Consumers are broke and exhausted
The 25-year-old of 2014 had the cognitive surplus to care about supply chains. The 37-year-old of 2026 is making 40 consequential decisions before 9am.
“The customer has not become less ethical. She has become more triaged,” Conway-Wood argues. “Consumers are not suddenly indifferent; they are just broke, exhausted and out of bandwidth.”
Patagonia vs Everlane
While the fatigued millennial consumer is trading down, the consumers who stay with values-led brands do so because the brand serves a deeper psychological function.
To wear Patagonia is to communicate something about yourself to the world and, more importantly, to yourself. The claim is about the customer, not the product.

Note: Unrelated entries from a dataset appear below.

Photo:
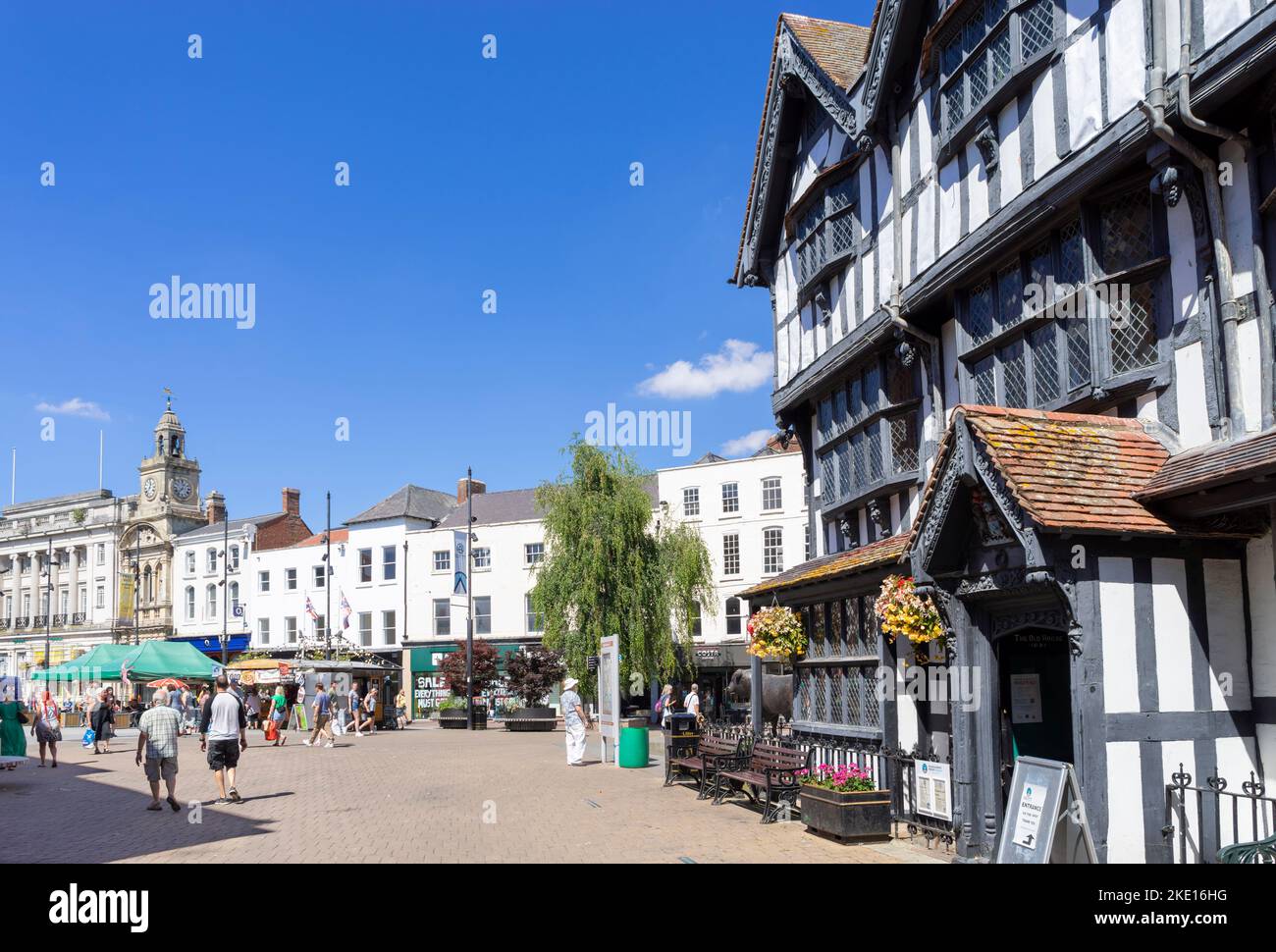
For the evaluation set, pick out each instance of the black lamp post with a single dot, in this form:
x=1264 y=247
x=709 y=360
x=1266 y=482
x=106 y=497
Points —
x=49 y=602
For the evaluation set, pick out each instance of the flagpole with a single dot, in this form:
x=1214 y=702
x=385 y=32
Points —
x=470 y=602
x=327 y=583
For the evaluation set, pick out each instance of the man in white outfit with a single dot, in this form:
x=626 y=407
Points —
x=575 y=721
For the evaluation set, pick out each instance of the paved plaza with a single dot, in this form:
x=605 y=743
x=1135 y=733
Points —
x=417 y=795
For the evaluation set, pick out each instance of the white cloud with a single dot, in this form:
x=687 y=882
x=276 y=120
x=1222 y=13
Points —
x=736 y=368
x=76 y=406
x=748 y=445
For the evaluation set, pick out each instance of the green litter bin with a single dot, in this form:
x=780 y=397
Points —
x=633 y=747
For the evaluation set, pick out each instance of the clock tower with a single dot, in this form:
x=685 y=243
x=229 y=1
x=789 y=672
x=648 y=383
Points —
x=166 y=506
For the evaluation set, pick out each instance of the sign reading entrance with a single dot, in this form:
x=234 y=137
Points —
x=1045 y=817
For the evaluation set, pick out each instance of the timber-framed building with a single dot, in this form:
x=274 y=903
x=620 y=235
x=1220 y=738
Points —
x=1020 y=262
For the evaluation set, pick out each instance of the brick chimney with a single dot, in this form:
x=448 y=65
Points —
x=466 y=487
x=216 y=506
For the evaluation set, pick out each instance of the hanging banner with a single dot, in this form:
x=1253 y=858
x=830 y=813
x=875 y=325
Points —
x=459 y=568
x=126 y=603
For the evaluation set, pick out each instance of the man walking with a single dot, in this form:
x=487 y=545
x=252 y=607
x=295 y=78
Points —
x=157 y=738
x=323 y=714
x=575 y=720
x=224 y=734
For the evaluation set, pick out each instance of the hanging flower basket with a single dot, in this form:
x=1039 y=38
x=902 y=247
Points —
x=776 y=632
x=902 y=611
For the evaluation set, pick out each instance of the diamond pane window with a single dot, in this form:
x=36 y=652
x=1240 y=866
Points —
x=979 y=313
x=1045 y=365
x=841 y=234
x=1127 y=233
x=875 y=451
x=1009 y=296
x=828 y=477
x=1037 y=26
x=1072 y=263
x=982 y=375
x=1132 y=330
x=904 y=442
x=1015 y=377
x=955 y=102
x=999 y=55
x=977 y=75
x=1079 y=351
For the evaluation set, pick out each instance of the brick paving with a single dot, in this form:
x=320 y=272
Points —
x=402 y=797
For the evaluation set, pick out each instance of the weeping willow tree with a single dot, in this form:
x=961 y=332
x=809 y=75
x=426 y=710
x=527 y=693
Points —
x=609 y=570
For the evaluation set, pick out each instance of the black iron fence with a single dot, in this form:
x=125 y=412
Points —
x=891 y=768
x=1202 y=820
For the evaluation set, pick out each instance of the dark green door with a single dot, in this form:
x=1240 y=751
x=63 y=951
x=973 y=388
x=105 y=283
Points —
x=1037 y=696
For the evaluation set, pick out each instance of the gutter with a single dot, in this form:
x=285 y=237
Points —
x=1153 y=109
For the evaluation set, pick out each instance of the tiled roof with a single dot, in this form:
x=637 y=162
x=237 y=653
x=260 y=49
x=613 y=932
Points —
x=884 y=552
x=840 y=49
x=339 y=535
x=1213 y=464
x=409 y=502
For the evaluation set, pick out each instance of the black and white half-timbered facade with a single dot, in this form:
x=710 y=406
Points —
x=1020 y=254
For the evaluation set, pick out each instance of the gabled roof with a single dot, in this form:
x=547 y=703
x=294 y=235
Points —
x=827 y=56
x=1213 y=464
x=840 y=49
x=884 y=552
x=411 y=502
x=1073 y=472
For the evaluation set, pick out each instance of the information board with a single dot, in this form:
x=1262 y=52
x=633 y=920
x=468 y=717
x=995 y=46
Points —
x=1045 y=817
x=932 y=793
x=609 y=696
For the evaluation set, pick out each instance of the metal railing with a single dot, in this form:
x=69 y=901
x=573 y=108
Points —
x=1199 y=820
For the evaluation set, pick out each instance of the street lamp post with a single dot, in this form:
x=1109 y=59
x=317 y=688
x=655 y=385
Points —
x=49 y=602
x=470 y=600
x=226 y=586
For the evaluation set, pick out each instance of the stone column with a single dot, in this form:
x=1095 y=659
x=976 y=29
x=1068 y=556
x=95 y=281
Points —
x=73 y=555
x=34 y=583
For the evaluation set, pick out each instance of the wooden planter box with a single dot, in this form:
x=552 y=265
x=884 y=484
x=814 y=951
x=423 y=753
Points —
x=454 y=718
x=527 y=718
x=851 y=817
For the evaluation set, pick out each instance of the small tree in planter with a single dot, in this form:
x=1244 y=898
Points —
x=484 y=675
x=532 y=674
x=843 y=803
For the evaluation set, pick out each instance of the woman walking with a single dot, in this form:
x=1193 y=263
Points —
x=13 y=742
x=279 y=713
x=47 y=729
x=100 y=720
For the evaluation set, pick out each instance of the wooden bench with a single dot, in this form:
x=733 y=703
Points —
x=772 y=771
x=710 y=759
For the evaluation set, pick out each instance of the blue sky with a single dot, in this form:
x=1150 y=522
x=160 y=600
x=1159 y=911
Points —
x=466 y=174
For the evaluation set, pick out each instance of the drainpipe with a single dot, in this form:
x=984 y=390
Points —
x=1153 y=107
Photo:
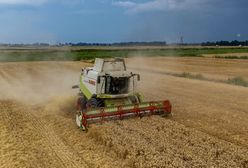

The brand has spent decades on actual activism and runs a lifetime repair program.
By contrast, naming your factories on a webpage costs almost nothing – which is why so many brands did, and why the signal lost its weight.
What Everlane built vs what was sold
Everlane built for the minority of consumers who deeply care about supply chain ethics but sold to the mainstream in practice. For a decade, while ethical consumption was a culturally ascendant signal, that gap was hidden.
“Nothing load-bearing is being lost,” Conway-Wood concludes. “The relationship was transactional all along, dressed in the costume of community.”
The brutal question for founders
Conway-Wood poses a brutal question for every founder building a values-led brand: “Would your customers actually care if your values quietly evaporated? If the answer is yes, but they’d keep buying anyway, you have not built an identity. You’ve built a position. And positions are luxury goods that get discarded in a downturn.”
The brands that survive are the ones whose customers use the brand to be someone, not just to buy something.